The concept of energy emerged in the 19th century. The idea was used to explain the work output of steam engines and then generalised to understand other heat engines. It also became a key tool for understanding chemical reactions and biological systems. Limits to the use of fossil fuels and global warming are critical problems for this century. Physicists and engineers are working hard to identify ways to reduce our energy usage.
Energy is stored inside a system by the particles (atoms and molecules) that make up the system. This is called internal energy. Internal energy is the total kinetic energy and potential energy of all the particles (atoms and molecules) that make up a system.

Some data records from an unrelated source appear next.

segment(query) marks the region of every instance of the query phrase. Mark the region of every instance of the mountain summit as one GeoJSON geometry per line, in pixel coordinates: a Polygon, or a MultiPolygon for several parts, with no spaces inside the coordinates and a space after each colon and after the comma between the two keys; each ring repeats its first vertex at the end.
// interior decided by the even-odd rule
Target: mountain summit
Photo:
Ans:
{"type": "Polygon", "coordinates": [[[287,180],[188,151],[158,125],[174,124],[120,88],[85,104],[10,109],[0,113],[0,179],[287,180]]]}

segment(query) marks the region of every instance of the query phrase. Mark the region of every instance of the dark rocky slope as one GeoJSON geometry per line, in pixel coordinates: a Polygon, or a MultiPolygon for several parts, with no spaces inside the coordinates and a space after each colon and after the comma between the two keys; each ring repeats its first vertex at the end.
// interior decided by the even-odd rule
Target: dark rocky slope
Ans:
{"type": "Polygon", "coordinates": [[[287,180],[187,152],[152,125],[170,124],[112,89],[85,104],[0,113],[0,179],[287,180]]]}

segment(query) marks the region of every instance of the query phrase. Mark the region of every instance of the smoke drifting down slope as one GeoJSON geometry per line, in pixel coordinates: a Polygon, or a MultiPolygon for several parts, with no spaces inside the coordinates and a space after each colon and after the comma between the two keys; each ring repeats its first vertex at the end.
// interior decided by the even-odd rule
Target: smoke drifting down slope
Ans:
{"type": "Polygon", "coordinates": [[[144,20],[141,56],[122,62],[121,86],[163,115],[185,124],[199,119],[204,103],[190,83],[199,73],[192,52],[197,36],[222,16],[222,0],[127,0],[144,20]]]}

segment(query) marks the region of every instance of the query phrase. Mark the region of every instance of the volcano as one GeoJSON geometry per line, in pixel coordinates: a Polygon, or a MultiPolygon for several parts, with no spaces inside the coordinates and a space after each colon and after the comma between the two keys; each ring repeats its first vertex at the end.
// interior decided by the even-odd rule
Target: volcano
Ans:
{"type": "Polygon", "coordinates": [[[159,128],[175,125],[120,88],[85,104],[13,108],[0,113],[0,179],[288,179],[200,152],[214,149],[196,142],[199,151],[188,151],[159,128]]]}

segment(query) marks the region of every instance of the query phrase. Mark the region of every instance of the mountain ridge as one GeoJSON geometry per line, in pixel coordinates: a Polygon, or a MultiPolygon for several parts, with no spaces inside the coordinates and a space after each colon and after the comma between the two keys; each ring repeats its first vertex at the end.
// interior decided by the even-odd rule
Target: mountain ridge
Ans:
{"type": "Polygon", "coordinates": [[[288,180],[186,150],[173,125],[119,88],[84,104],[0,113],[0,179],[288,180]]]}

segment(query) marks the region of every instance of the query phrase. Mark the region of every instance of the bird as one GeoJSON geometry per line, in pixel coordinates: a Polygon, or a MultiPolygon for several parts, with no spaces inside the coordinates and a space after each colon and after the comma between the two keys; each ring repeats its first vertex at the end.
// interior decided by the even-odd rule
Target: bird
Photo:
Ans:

Heating changes the energy stored within the system by increasing the energy of the particles that make up the system. This either raises the temperature of the system or produces a change of state.
Engineers analyse forces when designing a great variety of machines and instruments, from road bridges and fairground rides to atomic force microscopes. Anything mechanical can be analysed in this way. Recent developments in artificial limbs use the analysis of forces to make movement possible.
Wave behaviour is common in both natural and man-made systems. Waves carry energy from one place to another and can also carry information. Designing comfortable and safe structures such as bridges, houses and music performance halls requires an understanding of mechanical waves. Modern technologies such as imaging and communication systems show how we can make the most of electromagnetic waves.